Larry Zox, Albermarle Sound, 1973, acrylic on canvas, 71 x 51 1/2 inches.
Larry Zox, Albermarle Sound, 1973, acrylic on canvas, 71 x 51 1/2 inches.
The Open Series paintings are peculiarly theatrical: one can read the central open space as an empty stage, while the sober-colored geometrical stripes that vertically flank it can seem to function as flattened curtains. This phenomenon is present in the isosceles triangle that marks the right edge of Untitled, 1974, and in the geometrical form on the left in Untitled, 1975, that appear to unfurl or fold.

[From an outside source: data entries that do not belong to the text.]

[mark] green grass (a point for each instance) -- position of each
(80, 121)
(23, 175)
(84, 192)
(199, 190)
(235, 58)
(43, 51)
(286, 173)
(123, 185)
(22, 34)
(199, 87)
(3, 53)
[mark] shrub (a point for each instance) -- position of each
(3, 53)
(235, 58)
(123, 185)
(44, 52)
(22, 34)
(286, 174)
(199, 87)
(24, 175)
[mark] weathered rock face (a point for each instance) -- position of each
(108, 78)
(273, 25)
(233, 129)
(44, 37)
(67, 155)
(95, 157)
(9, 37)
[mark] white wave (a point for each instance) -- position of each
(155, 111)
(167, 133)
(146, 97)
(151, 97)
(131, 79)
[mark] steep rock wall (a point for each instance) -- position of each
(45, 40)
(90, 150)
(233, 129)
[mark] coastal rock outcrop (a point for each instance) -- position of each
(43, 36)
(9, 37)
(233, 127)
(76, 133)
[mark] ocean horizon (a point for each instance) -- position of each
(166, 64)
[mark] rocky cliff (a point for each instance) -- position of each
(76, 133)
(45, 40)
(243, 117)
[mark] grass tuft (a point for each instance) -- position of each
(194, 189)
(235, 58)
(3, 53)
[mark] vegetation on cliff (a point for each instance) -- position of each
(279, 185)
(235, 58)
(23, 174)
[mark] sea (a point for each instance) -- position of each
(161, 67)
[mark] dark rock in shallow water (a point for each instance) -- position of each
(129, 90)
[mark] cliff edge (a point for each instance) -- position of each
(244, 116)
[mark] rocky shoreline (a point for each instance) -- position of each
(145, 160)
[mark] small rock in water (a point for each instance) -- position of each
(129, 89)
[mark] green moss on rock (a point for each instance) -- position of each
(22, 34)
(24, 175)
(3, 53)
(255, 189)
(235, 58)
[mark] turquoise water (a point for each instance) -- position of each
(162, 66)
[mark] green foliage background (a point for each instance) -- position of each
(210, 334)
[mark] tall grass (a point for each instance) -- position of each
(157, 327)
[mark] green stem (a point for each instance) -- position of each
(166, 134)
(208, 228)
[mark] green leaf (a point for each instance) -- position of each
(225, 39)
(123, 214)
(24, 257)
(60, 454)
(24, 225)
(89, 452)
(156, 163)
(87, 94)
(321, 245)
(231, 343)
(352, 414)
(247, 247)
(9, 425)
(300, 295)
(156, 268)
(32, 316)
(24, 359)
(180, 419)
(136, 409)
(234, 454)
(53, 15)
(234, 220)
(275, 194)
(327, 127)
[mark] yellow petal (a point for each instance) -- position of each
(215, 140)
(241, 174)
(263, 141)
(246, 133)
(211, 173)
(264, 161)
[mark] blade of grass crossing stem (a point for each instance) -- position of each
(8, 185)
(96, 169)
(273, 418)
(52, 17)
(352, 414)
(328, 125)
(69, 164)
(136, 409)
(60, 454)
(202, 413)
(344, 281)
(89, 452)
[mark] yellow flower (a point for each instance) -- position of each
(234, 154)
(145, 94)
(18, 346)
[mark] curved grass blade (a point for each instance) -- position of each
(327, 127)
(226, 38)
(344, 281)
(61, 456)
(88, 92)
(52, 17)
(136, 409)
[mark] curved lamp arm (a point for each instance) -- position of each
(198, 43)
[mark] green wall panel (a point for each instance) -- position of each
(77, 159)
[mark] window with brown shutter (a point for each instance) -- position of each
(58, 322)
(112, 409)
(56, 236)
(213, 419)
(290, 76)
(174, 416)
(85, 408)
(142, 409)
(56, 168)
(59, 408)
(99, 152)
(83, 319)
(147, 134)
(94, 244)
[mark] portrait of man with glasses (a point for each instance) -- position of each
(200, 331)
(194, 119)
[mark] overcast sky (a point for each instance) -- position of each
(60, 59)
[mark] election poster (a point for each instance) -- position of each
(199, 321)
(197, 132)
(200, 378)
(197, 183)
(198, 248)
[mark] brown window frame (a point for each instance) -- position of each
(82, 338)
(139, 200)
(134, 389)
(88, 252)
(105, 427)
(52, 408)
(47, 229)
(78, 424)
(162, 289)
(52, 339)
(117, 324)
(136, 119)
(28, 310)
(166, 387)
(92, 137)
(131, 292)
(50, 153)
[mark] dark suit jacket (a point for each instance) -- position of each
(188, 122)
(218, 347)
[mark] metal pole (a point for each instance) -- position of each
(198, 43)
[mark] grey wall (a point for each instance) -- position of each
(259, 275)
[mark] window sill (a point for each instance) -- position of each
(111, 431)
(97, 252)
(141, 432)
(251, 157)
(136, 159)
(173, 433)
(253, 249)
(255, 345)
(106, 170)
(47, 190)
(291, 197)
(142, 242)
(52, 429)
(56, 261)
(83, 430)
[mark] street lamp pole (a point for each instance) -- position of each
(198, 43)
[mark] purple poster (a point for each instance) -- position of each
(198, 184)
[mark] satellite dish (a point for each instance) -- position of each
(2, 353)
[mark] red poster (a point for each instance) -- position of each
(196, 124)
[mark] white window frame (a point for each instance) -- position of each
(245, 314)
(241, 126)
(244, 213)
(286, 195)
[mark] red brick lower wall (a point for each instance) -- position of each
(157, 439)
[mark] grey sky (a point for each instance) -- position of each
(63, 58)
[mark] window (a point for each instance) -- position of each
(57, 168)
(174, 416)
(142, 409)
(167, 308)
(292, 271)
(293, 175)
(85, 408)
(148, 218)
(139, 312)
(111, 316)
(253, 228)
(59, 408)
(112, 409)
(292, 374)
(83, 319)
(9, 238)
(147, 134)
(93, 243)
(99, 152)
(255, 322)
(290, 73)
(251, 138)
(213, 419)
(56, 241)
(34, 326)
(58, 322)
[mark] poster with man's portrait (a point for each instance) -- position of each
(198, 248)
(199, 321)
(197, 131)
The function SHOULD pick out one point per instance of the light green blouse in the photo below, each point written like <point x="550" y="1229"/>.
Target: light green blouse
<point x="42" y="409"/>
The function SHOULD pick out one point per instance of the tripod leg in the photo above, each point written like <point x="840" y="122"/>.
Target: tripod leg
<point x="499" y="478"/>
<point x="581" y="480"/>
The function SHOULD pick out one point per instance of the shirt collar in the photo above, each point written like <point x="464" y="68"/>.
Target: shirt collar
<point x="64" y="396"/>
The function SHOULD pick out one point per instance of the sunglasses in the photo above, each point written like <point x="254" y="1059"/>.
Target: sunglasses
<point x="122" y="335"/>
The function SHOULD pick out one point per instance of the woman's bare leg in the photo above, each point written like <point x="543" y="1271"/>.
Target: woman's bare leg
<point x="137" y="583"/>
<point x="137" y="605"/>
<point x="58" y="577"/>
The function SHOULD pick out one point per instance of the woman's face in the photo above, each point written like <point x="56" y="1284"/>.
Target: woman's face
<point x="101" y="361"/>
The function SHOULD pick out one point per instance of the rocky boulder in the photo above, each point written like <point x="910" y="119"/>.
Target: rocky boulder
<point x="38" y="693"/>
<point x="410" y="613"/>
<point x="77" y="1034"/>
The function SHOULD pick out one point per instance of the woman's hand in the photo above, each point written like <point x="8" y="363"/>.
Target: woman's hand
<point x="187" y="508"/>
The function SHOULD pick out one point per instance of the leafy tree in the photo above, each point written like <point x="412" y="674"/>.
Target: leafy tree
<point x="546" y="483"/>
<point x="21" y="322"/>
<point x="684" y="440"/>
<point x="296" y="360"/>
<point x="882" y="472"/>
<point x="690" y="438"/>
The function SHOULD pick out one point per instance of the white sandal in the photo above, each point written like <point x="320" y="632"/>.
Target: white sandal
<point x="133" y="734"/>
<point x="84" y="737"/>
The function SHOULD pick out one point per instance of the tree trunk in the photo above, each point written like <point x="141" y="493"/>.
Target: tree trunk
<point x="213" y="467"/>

Resolutely flat, Zox’s Open Series has an important place in the history of planar painting, a term alluding to the Museum of Modern Art’s 1979 exhibition, The Planar Dimension. Accordingly, the grandly elongated stripes—thinner ones mark the top and bottom of the paintings—finesse the edges or frame of the painting, as the noted critic Clement Greenberg said they should in a good modernist work. But testifying to their uncanny character, each is a sort of modified, self-contained expressive gesture. By incompletely measuring the central open space, they it acknowledge its immeasurability. By tentatively limiting it, they suggest its sublime illimitability.